For awhile we thought we'd be able to continue excluding partner repacks from the OS X signature. On Friday, we discovered that that is NOT the case - these files will have to move into Contents/Resources until such time that we have a way to do partner repacks without putting the files in the .app (eg, by using an installer). In order to make sure our partner builds run on 10.9.5 and higher, we'll need to sign them after doing the repackaging steps. Stephen, I know the app changes required are low priority, but we can probably prepare our side of things in the meantime. Did I capture this correctly?
Yes, that seems right. Also, rstrong offered to handle the client side changes. If you have questions about the client side changes, he'll probably have the most up-to-date info.
Created attachment 8493299 [details] [diff] [review] do dmg signing for partner repacks This patch is very simple, but landing it will be more complex. I intend to tag the current tip of the default branch of partner repacks with something like MAC_V1_SIGNING, and then land this patch. I'll change all of the release config templates to use MAC_V1_SIGNING as their partner repacks rev. When 34.0b1 goes to Beta, I'll change the Beta template back to use "default" as the partner repacks rev, because 34.0 requires v2 signatures. I tested this on partner-repack1 and it appeared to work: 2014-09-22 12:33:12,269 - Executing python /Users/cltbld/bhearsum/partner-repacks/scripts/tools/release/signing/signtool.py -t /Users/cltbld/bhearsum/partner-repacks/scripts/token -n /Users/cltbld/bhearsum/partner-repacks/scripts/nonce -c /Users/cltbld/bhearsum/partner-repacks/scripts/tools/release/signing/host.cert -H dmgv2:mac-v2-signing3.srv.releng.scl3.mozilla.com:9110 -H gpg:signing4.srv.releng.scl3.mozilla.com:9110 --formats gpg --formats dmgv2 "Firefox 33.0b5.dmg" 2014-09-22 12:33:12,269 - in /Users/cltbld/bhearsum/partner-repacks/scripts/repacked_builds/33.0b5/build1/partner-repacks/bing/mac/en-US/working 2014-09-22 12:33:13,533 - 26749c2e2c2714f517181db02c392e5fb602565b: processing Firefox 33.0b5.dmg on https://signing4.srv.releng.scl3.mozilla.com:9110 2014-09-22 12:33:13,545 - 26749c2e2c2714f517181db02c392e5fb602565b: uploading for signing 2014-09-22 12:33:19,151 - 26749c2e2c2714f517181db02c392e5fb602565b: processing Firefox 33.0b5.dmg on https://signing4.srv.releng.scl3.mozilla.com:9110 2014-09-22 12:33:19,186 - 26749c2e2c2714f517181db02c392e5fb602565b: OK 2014-09-22 12:33:22,001 - 914e97b70aa45ac8a51b5db36eb456bdfb049575: processing Firefox 33.0b5.dmg.tar.gz on https://mac-v2-signing3.srv.releng.scl3.mozilla.com:9110 2014-09-22 12:33:22,025 - 914e97b70aa45ac8a51b5db36eb456bdfb049575: uploading for signing 2014-09-22 12:33:30,557 - 914e97b70aa45ac8a51b5db36eb456bdfb049575: processing Firefox 33.0b5.dmg.tar.gz on https://mac-v2-signing3.srv.releng.scl3.mozilla.com:9110 2014-09-22 12:33:39,868 - 914e97b70aa45ac8a51b5db36eb456bdfb049575: OK 2014-09-22 12:33:40,708 - Done repacking mac build Firefox 33.0b5.dmg 2014-09-22 12:33:40,722 - Found /Users/cltbld/bhearsum/partner-repacks/scripts/original_builds/33.0b5/build1/win32/en-US/Firefox Setup 33.0b5.exe o
Created attachment 8493709 [details] [diff] [review] use MAC_V1_SIGNING tag for partner repacks I also took the liberty of removing this repo from places we don't actually use it.

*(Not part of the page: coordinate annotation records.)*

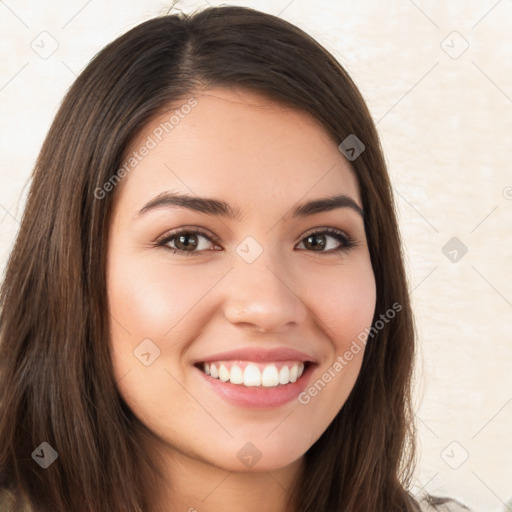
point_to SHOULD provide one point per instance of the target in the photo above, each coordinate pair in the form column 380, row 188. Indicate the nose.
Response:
column 264, row 296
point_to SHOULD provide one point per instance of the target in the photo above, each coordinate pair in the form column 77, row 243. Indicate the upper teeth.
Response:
column 266, row 375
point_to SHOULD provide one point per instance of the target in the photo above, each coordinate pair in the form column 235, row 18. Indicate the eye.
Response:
column 188, row 241
column 185, row 241
column 317, row 241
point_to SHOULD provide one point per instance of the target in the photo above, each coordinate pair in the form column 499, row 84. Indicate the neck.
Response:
column 193, row 485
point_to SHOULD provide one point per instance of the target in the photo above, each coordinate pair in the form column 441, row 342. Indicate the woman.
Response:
column 206, row 307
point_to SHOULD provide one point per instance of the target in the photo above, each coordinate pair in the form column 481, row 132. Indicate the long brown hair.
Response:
column 56, row 378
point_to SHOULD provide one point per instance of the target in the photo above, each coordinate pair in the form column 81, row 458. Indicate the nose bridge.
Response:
column 261, row 291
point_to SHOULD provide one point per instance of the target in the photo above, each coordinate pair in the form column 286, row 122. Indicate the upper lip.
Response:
column 259, row 354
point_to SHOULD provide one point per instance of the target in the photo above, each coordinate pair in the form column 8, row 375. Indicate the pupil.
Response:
column 185, row 237
column 314, row 245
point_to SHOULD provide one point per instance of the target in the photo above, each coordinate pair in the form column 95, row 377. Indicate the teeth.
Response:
column 253, row 376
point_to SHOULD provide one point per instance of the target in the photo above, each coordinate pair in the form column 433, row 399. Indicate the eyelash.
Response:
column 346, row 241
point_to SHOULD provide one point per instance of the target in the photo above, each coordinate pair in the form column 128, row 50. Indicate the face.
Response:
column 265, row 292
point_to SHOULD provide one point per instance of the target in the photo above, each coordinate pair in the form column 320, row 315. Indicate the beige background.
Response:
column 438, row 79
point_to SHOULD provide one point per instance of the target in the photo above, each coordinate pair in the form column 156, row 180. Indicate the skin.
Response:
column 263, row 158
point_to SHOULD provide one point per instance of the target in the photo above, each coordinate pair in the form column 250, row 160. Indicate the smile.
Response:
column 252, row 374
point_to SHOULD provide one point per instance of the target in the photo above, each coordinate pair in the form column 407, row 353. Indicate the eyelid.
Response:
column 346, row 241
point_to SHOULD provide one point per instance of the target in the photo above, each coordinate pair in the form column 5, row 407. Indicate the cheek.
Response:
column 345, row 306
column 151, row 300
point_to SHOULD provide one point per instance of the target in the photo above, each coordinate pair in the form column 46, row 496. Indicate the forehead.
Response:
column 237, row 144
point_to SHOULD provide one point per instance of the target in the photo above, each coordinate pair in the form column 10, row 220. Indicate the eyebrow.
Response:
column 217, row 207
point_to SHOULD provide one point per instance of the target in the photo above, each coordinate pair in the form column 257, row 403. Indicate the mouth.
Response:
column 252, row 374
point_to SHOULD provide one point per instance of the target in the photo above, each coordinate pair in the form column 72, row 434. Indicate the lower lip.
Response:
column 257, row 397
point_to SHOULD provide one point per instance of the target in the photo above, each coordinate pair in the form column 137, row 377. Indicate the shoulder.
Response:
column 438, row 504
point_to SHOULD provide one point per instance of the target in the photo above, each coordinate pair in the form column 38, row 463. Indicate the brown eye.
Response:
column 318, row 241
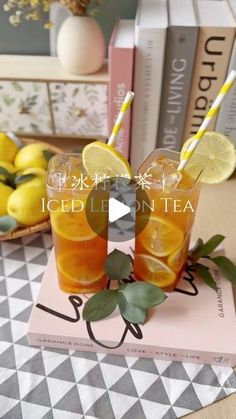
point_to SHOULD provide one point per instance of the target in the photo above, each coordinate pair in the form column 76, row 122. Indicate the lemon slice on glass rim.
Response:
column 153, row 270
column 214, row 157
column 103, row 160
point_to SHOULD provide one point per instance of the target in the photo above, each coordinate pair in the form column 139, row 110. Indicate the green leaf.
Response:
column 197, row 246
column 8, row 177
column 23, row 178
column 142, row 294
column 117, row 265
column 7, row 224
column 100, row 305
column 205, row 274
column 131, row 313
column 48, row 154
column 227, row 267
column 205, row 249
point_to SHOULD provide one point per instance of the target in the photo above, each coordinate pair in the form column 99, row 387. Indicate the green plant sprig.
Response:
column 132, row 299
column 203, row 251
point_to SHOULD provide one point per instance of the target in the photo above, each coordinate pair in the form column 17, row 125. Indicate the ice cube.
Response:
column 162, row 171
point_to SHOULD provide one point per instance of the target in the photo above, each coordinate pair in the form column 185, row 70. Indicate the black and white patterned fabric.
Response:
column 49, row 383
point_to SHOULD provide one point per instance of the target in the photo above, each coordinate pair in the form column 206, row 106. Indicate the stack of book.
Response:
column 175, row 56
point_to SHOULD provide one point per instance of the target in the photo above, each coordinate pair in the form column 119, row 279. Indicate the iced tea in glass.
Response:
column 161, row 248
column 80, row 252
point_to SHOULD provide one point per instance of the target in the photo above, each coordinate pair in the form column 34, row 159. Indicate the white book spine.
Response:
column 149, row 61
column 226, row 122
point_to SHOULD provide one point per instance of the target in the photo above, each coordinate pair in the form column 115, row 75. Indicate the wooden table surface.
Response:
column 216, row 214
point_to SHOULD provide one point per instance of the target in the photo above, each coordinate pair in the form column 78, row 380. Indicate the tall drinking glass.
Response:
column 80, row 252
column 161, row 249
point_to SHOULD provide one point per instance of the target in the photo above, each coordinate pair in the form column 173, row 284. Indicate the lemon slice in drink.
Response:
column 177, row 259
column 215, row 157
column 151, row 269
column 72, row 225
column 77, row 267
column 103, row 160
column 160, row 237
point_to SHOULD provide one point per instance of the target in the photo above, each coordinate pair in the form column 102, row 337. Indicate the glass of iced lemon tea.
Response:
column 80, row 252
column 161, row 248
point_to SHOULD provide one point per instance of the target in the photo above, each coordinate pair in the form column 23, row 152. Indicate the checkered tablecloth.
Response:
column 49, row 383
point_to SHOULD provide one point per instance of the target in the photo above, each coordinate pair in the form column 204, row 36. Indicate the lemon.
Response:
column 215, row 157
column 38, row 180
column 101, row 160
column 25, row 205
column 8, row 166
column 161, row 237
column 8, row 148
column 72, row 225
column 31, row 155
column 153, row 270
column 5, row 193
column 77, row 267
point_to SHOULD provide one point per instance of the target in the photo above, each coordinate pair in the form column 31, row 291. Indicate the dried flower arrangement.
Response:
column 34, row 9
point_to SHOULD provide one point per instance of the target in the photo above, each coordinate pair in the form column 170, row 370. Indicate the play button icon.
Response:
column 117, row 210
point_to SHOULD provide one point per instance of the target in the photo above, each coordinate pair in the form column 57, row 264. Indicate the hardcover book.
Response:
column 195, row 324
column 181, row 45
column 215, row 41
column 226, row 121
column 150, row 37
column 120, row 63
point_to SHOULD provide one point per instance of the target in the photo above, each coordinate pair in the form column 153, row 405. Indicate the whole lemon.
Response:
column 8, row 166
column 5, row 193
column 31, row 155
column 8, row 148
column 25, row 205
column 38, row 180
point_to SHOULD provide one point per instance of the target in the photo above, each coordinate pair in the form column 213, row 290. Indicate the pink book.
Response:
column 120, row 59
column 195, row 324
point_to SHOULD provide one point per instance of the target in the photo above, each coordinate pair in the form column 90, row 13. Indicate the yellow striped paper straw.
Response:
column 210, row 114
column 125, row 106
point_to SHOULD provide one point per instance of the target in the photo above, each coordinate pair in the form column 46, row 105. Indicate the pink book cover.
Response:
column 120, row 64
column 194, row 324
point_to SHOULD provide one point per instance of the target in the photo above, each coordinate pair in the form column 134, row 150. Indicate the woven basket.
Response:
column 45, row 225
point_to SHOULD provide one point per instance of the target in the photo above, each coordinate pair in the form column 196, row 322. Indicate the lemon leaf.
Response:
column 100, row 305
column 131, row 313
column 117, row 265
column 143, row 294
column 7, row 224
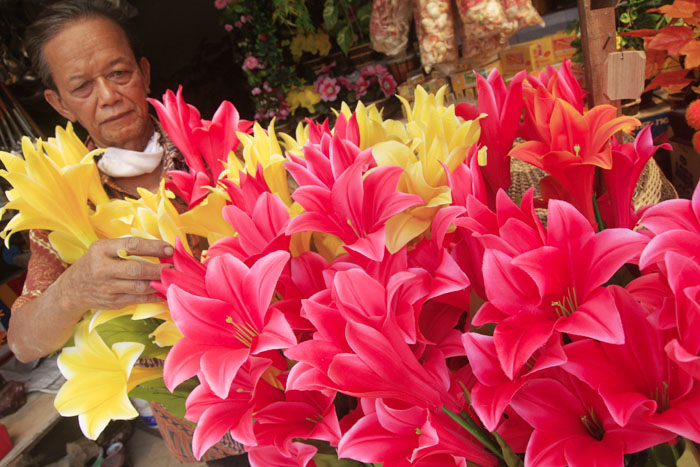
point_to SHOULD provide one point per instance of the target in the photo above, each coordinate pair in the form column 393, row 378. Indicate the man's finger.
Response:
column 135, row 246
column 132, row 269
column 127, row 287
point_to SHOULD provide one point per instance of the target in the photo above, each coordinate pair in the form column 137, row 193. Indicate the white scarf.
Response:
column 118, row 163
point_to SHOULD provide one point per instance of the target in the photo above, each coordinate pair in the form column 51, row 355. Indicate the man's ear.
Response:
column 54, row 99
column 146, row 73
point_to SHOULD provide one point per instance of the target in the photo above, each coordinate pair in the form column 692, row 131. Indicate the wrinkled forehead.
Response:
column 86, row 45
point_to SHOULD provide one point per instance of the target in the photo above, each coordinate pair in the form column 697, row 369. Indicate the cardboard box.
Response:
column 518, row 57
column 543, row 52
column 685, row 167
column 561, row 45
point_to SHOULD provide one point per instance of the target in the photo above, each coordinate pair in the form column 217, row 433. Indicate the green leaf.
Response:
column 330, row 14
column 344, row 39
column 331, row 460
column 364, row 12
column 155, row 391
column 125, row 329
column 511, row 458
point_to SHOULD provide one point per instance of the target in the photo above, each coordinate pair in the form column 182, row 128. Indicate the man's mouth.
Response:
column 117, row 117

This is fixed. We'll revert the buildbot-configs patch for Beta when we build 34.0b1, in bug 1056839. We'll need to do the same for release, I don't see a bug for that yet though.

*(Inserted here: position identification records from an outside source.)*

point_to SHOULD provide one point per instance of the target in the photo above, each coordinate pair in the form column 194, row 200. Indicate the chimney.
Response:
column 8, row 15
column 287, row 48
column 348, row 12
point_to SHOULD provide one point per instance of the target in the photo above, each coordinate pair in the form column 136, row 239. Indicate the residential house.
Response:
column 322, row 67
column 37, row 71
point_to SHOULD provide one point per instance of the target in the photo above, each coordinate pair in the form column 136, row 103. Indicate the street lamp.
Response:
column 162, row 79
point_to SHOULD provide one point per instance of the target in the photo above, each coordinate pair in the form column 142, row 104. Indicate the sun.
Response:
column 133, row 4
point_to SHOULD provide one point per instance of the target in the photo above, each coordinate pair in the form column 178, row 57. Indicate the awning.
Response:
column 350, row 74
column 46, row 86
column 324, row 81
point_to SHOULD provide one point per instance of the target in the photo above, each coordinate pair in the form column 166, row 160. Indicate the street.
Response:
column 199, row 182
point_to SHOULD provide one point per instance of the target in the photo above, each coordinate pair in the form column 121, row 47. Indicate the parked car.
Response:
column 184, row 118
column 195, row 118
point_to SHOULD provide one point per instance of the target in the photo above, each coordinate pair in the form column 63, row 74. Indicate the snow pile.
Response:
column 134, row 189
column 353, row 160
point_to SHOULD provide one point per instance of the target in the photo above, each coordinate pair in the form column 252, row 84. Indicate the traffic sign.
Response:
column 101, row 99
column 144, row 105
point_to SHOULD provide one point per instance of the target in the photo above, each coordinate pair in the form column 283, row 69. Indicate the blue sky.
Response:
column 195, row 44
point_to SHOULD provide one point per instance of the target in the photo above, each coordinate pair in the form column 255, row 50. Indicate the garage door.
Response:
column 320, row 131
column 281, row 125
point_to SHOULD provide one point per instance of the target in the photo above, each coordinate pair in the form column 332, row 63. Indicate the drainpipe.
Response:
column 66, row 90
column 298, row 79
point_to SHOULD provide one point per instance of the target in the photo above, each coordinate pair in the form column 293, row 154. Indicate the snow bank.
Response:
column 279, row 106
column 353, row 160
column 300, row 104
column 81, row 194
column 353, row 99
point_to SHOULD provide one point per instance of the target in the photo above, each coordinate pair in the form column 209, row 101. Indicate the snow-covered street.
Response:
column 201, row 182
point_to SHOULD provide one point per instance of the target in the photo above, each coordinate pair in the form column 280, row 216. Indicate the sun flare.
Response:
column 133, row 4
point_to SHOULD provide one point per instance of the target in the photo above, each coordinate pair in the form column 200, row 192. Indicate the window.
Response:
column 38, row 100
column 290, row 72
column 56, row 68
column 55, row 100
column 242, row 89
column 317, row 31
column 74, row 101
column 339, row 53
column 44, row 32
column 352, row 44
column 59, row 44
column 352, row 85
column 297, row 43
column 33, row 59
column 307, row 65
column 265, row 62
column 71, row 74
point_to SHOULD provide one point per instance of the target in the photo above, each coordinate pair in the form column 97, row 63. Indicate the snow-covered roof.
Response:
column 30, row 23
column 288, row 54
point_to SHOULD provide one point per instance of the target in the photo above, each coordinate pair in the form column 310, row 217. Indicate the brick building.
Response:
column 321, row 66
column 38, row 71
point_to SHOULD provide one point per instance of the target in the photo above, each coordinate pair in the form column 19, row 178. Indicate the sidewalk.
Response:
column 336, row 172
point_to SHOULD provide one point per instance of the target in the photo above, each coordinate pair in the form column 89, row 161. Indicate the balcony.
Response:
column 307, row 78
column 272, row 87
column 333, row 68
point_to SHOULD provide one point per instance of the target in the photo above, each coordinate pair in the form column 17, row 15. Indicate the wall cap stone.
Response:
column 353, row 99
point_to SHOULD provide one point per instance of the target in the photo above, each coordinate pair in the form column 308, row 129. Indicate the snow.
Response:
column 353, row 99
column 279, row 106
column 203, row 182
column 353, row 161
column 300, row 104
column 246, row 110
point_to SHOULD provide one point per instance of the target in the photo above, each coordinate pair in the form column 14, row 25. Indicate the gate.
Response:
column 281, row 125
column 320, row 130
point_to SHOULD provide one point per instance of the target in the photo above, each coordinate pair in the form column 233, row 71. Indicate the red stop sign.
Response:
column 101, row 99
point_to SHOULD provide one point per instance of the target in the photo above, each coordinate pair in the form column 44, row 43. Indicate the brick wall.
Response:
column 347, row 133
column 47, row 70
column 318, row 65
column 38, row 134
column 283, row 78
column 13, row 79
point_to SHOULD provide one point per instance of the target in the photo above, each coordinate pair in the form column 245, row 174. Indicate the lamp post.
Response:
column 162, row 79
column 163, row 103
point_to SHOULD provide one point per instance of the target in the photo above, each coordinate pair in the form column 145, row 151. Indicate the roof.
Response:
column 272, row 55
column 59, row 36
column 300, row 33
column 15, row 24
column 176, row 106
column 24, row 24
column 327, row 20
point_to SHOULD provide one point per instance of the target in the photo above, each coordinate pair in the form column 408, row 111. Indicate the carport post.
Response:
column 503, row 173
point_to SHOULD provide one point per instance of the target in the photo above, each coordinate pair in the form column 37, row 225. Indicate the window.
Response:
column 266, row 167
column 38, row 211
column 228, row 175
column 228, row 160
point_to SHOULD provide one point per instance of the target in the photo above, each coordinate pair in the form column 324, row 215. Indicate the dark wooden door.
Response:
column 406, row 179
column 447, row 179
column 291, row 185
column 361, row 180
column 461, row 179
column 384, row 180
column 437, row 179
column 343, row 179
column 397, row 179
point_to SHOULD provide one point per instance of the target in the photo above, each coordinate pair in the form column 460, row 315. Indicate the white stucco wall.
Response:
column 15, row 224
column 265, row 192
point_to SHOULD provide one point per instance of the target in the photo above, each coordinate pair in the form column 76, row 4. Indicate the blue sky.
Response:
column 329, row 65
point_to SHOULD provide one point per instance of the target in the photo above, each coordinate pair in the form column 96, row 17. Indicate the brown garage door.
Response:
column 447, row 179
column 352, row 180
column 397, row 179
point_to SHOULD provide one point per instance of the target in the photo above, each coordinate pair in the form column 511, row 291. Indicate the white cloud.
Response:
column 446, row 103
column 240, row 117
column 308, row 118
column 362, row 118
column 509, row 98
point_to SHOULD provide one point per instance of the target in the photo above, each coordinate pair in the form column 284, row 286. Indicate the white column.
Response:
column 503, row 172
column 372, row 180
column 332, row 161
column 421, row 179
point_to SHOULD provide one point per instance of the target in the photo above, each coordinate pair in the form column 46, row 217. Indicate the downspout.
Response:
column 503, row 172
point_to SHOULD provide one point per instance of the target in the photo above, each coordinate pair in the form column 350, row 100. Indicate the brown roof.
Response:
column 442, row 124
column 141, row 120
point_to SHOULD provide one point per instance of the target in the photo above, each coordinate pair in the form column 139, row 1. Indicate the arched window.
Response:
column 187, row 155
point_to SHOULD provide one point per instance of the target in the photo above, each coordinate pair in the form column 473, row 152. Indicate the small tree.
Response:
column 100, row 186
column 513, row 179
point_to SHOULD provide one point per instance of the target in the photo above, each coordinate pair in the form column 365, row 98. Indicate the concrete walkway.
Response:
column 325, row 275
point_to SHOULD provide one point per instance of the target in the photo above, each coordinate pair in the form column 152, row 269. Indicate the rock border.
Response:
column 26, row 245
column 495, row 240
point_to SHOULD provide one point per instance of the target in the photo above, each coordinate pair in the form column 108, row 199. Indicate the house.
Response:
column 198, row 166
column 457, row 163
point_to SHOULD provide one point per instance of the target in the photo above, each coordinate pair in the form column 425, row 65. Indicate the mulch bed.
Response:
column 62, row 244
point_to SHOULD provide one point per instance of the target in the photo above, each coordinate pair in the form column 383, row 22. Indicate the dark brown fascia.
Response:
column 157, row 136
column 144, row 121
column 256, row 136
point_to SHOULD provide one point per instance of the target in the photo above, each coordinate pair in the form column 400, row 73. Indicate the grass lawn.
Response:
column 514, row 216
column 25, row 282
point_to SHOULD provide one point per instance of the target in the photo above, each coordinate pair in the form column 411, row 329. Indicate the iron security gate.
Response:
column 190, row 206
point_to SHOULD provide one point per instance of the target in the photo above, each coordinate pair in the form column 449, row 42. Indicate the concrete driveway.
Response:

Something here landed in production today: https://wiki.mozilla.org/ReleaseEngineering/Maintenance#Reconfigs_.2F_Deployments
> do partner repacks without putting the files in the .app (eg, by using an installer) Partner repacks should look like and install exactly like the official builds. That's the point of repacks. If we need an installer, then install rate will drop notably.